Ahora, después de tan terrible secuestro, la niña se entregaba plenamente al goce de sentir la brisa ligera, oreándola, envolviéndola como una túnica invisible. Alzó los brazos como si en verdad fuera a revestir esa tela impalpable que temblaba entre los árboles y las matas amarillas. ¡Qué distinto esto de la lúgubre jaula del navío, donde era imposible moverse en el abarrotamiento de carne llagada! Después de tantos días de estupor y de miedo, Lumbi tenía la impresión de que había reconquistado su cuerpo fino. Por eso lo acariciaba, por eso alargaba, orgullosa, las piernas nervudas de corredora de la selva. Merced a ellas y a sus brazos tensos, a sus músculos perfectos bajo la piel de aceituna negra, estaba allí, al pie de esa barranca de los Montes Grandes.

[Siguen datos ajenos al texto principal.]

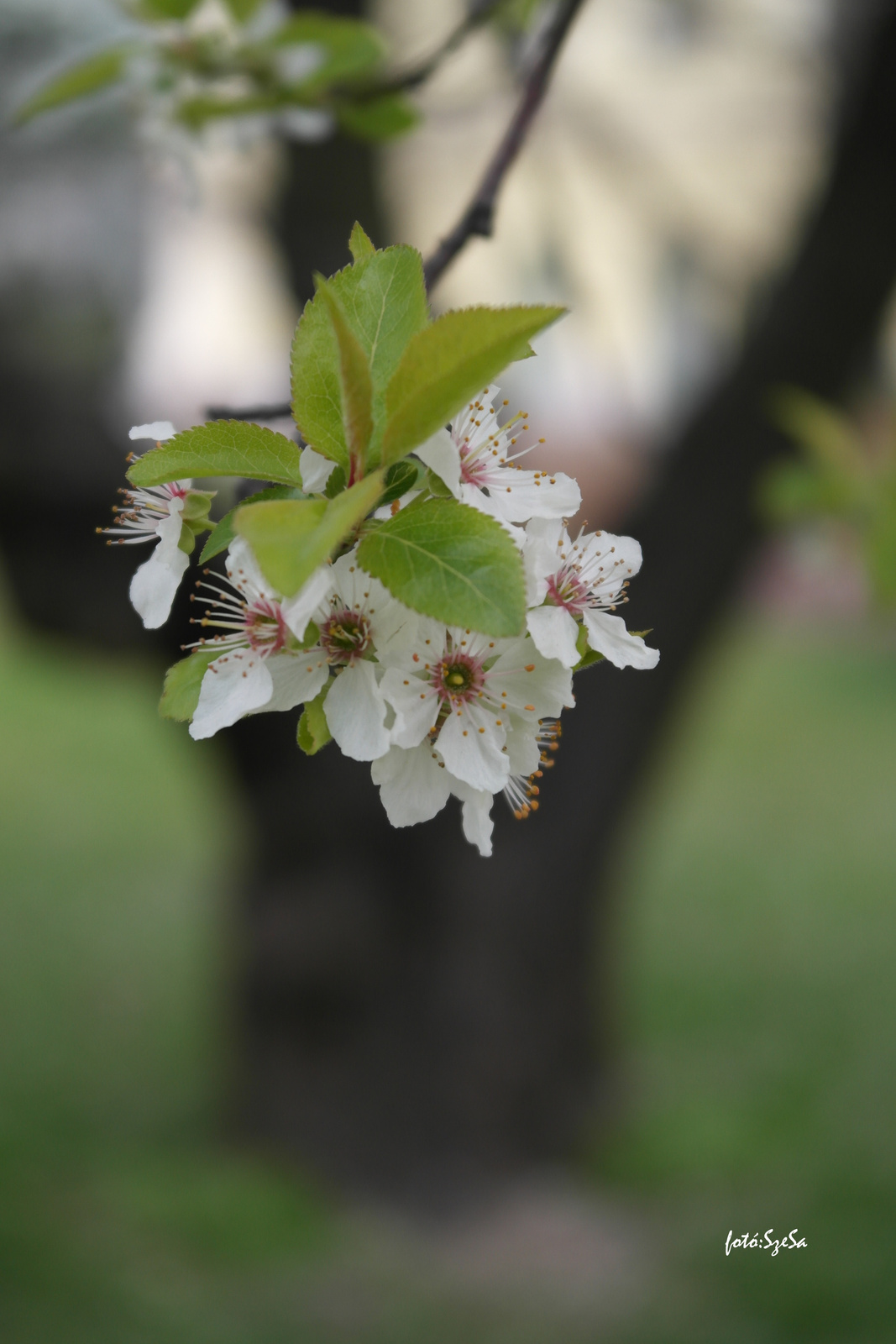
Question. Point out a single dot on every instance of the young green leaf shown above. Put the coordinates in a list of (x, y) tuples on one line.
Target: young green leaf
[(450, 562), (313, 730), (383, 299), (97, 73), (165, 8), (221, 448), (355, 380), (399, 479), (224, 531), (587, 656), (379, 118), (183, 683), (242, 10), (449, 363), (359, 244), (291, 538)]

La noche anterior, el capitán portugués había ordenado que enderezaran la proa hacia la aldea de Buenos Aires, fundada tres años atrás en la boca del río. La oscuridad sin una estrella, los bancos arenosos, la pérdida de la brújula —que esperaba reemplazar en el puerto— les habían enviado río arriba, hacia el delta. El negrero borracho juraba por todos los dioses, como hombre del Renacimiento. De la bodega subía el clamor de los esclavos. Cantaban una melopea bantú, adormecedora, gutural. A ella se mezclaban las voces desfallecidas de los enfermos. El capitán temió que murieran si no les concedía un respiro. Ya había dejado en el océano las tres cuartas partes. ¿Cómo iba a explicar tantas desgracias a los hidalgos lusitanos, por cuya cuenta realizaba viaje de tal riesgo? ¿Cómo decirles las tempestades, el extravío de la aguja y del rumbo, la escasez del agua, las muertes? Juraba y maldecía. La sangre le hervía cuando imaginaba que en ese mismo instante sus amos remotos saldrían para ensayar halcones, a orillas del Miño, o andarían en juegos de amor. ¡Así se fueran todos al infierno, con sus meretrices, sus palacios y sus voces afeminadas!

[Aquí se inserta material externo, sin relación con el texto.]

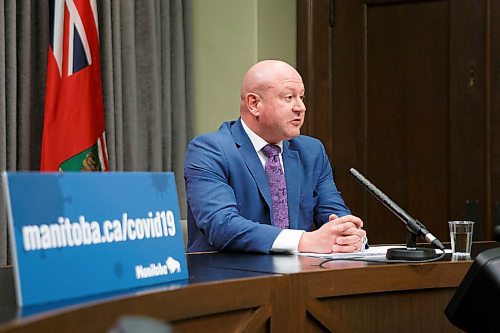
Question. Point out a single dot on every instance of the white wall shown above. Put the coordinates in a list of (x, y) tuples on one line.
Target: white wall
[(229, 37)]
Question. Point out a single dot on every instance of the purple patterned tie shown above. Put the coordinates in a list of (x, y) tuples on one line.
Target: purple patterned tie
[(277, 185)]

Dio la orden de que arrastraran a cubierta los cuarenta y tres despojos que pronto vendería en el Janeiro. En el montón miserable que gemía con una tozudez animal y que, cegado por las farolas trémulas, agitaba los grillos, tropezaba y se daba de bruces contra los mástiles, el viejo contrabandista advirtió a Lumbi. La luz de una linterna, derramada sobre sus hombros y sus pechos, fulguraba en el blancor de los dientes. El negrero se relamió. No la había visto hasta entonces, perdida en la marea tostada y crespa que bullía cerca de la quilla de su barco. Ahora la deseaba. ¿Acaso no había merecido una diversión tan modesta, después de los infortunios de la travesía? Ya podían reír los floridos caballeros del Miño…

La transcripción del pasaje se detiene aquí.